Remote Locations To Gain Mobile Phone Coverage

Remote Locations To Gain Mobile Phone Coverage

Northern Territory Minister for Corporate and Information Services Peter Styles

Mobile Hotspots Activated To Increase Remote Connectivity

Victor P Taffa

Two remote Northern Territory locations will now have access to vital mobile phone coverage thanks to the installation of the first Centre for Appropriate Technology (CAT) Hotspots.

Minister for Corporate and Information Services Peter Styles said the telecommunications Hotspots are now active as part of the $367,000 NT Government funded project which will see a total of 22 installed across the Territory over two years.

He said the newly activated Hotspots located at the Tropic of Capricorn roadside rest area 29 km north of Alice Springs and at Simpson’s Gap in the West MacDonnell National Park are an exciting prospect for travellers and locals.

“These CAT Hotspots are innovative in their simplicity.” Mr. Styles said.

“They are a sophisticated ‘low tech’ solution to extending mobile phone coverage in remote areas crucial for road users, tourist and residents.”

“The technology amplifies mobile phone signals that are ‘too weak’ and converts them to usable levels, providing service up to approximately 30 km from the mobile tower which is about double the existing handheld coverage.” Mr. Styles said.

“They consist of a mounted 1.2 m dish antenna with a mobile phone cradle, use no electronics, require no power and consequently have minimal maintenance requirements.”

“The Country Liberals Government recognises connectivity infrastructure is vital across the Northern Territory and supporting this low-cost technology will provide services to many more communities and highway locations that otherwise would have no access.” Mr. Styles said.

In addition to enhancing telecommunications the project is also stimulating the local economy with each Hotspot manufactured in the CAT Enterprise workshop facility in Alice Springs and installed by its Aboriginal workforce.
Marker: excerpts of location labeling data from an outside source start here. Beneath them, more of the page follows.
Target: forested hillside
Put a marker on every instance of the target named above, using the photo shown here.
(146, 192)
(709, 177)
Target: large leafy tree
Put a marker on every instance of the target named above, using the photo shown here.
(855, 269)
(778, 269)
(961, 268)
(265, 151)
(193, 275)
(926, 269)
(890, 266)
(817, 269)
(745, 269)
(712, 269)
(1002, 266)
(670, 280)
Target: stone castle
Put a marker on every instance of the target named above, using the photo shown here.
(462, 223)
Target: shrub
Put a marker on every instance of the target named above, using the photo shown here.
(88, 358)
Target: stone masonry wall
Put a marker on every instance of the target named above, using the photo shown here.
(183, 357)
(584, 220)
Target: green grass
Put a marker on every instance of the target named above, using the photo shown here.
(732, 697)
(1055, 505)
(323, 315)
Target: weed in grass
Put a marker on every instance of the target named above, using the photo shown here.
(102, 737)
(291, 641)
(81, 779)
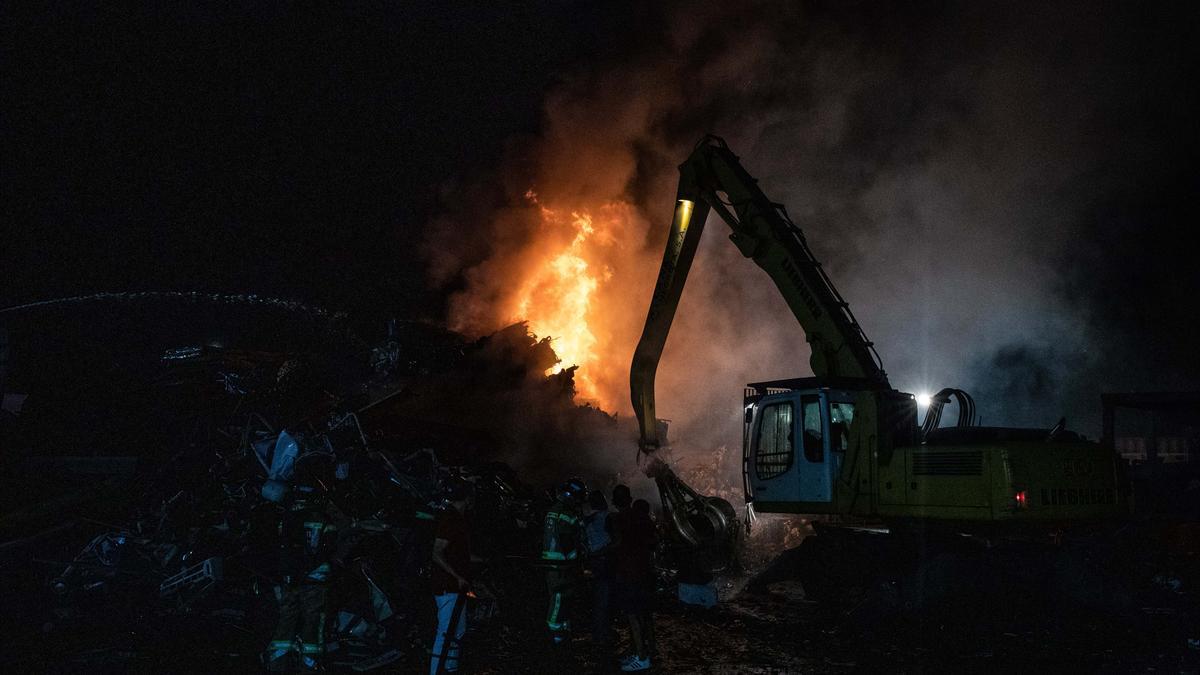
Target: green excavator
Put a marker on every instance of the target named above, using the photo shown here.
(845, 442)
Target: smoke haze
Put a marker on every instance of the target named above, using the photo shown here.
(972, 177)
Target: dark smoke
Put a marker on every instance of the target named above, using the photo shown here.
(977, 178)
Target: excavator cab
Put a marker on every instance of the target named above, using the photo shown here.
(795, 440)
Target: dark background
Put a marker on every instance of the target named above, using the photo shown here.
(259, 148)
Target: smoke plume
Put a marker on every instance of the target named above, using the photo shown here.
(951, 165)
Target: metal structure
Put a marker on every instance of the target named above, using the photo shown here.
(845, 442)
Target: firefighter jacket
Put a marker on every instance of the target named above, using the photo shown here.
(561, 533)
(309, 542)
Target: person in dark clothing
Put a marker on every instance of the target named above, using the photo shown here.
(451, 579)
(599, 547)
(562, 543)
(309, 537)
(634, 579)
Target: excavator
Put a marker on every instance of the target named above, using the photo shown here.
(845, 443)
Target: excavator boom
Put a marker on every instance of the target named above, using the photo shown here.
(713, 179)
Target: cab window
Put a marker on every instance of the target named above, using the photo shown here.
(814, 446)
(841, 416)
(774, 455)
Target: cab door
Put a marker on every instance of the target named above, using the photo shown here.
(816, 461)
(772, 472)
(790, 459)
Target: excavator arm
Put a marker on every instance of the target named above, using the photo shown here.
(713, 179)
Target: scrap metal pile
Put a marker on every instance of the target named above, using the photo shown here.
(191, 543)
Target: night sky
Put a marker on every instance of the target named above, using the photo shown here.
(258, 148)
(305, 154)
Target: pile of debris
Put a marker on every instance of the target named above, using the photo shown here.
(161, 521)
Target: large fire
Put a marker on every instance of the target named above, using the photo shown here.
(558, 296)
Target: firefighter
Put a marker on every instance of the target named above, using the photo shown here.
(562, 539)
(307, 537)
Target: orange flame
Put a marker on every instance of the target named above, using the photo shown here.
(558, 297)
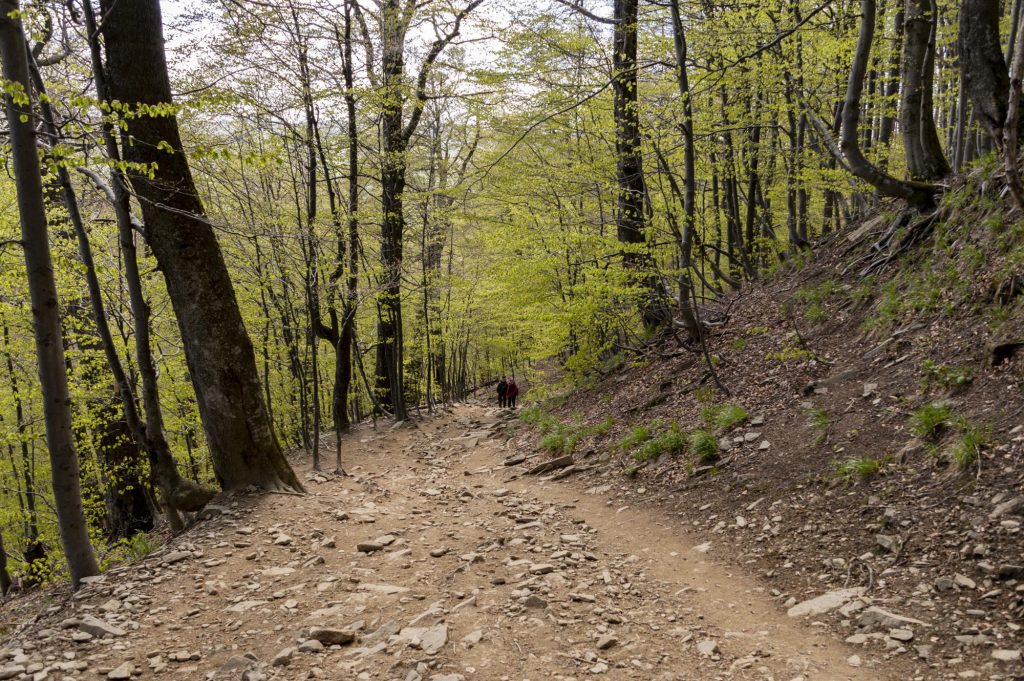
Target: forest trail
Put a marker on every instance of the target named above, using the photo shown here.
(441, 563)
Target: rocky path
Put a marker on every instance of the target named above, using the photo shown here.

“We are very excited to see the roll-out of the new Hotspots.” Andrew Crouch, Hotspot Project Manager at CAT said.

“We have worked closely with the Government to get this project rolling, and now the benefits have started to flow to the NT public. For people who are travelling on the Stuart Highway, please look out for the new phone icon on the blue and white roadside signs as the sites are progressively commissioned, and go and try it out.”

“Aside from the safety and convenience these provide to Territorians and travellers, the benefits to our local workers and the sense of achievement they are experiencing is very rewarding.”

“But they know we still have a lot of work to do; we will install another nine Hotspots this financial year with the remaining 11 to be completed in 2016 -2017.” Mr. Crouch said.

The NT Government has provided additional support to the project through its Business Innovation Support Initiative (BISI) program.

CAT was recently announced as a successful applicant in the latest Department of Business BISI grants round and will use the additional funding to enhance its Hotspot technology further and apply for patent protection of the enhancements.

It will also develop a business model to extend CAT’s delivery capability beyond central Australia by using contractor organisations with a similar Aboriginal employment focus.

Mr. Styles said the Country Liberals Government is committed to expand and improve telecommunications infrastructure throughout the Northern Territory.

“Over the next three years remote communities across the Territory will benefit from having mobile phone services and where possible, fixed broadband services, under a $30 Million co-investment program between the NT Government and Telstra.” Mr. Styles said.

“We are also exploring opportunities to work with the Australian Government’s Mobile Black Spot Programme which will see $5 Million invested to roll out new or upgraded base stations at Finke, Imanpa, Minjilang, Mount Liebig and Wallace Rockhole.”